Now confined to hastily-constructed transit centres on another part of Manus Island, the refugee men continue to face attacks, abuse and denial of basic services while they express their desire for freedom in a safe country—but not necessarily in Australia. Concerns for their welfare continue to be voiced by hundreds of people and organisations on mainland Australia.
Dr. Stewart Condon, President of Doctors Without Borders, travelled with a team of doctors to Manus to assess medical conditions, but they were not granted access to the medical centres. The Australian Medical Association was also prevented from conducting independent assessment of the men’s health. Abdul Aziz Muhamat, a refugee from the Darfur region of Sudan who regularly reports from Manus through social media and the podcast The Messenger, reported today that a number of men had left for Port Moresby for resettlement interviews with US officials.
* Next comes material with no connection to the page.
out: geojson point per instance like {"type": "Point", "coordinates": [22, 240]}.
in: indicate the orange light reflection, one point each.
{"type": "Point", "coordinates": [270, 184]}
Some of these men—Boochani estimates around 60—may be permitted to settle in the US. But those who remain, say they will continue to fight for the freedom of all refugees stuck in the limbo as part of the Australian immigration detention process. As Muhamat put it on December 13:
“The second group for the USA just left the camp on their way to Port Moresby for the outcome of their processes. The US deal will take many months or years and will not provide places for everyone.”
He adds: “We will continue our protests on Manus until there is a safe country for everyone.”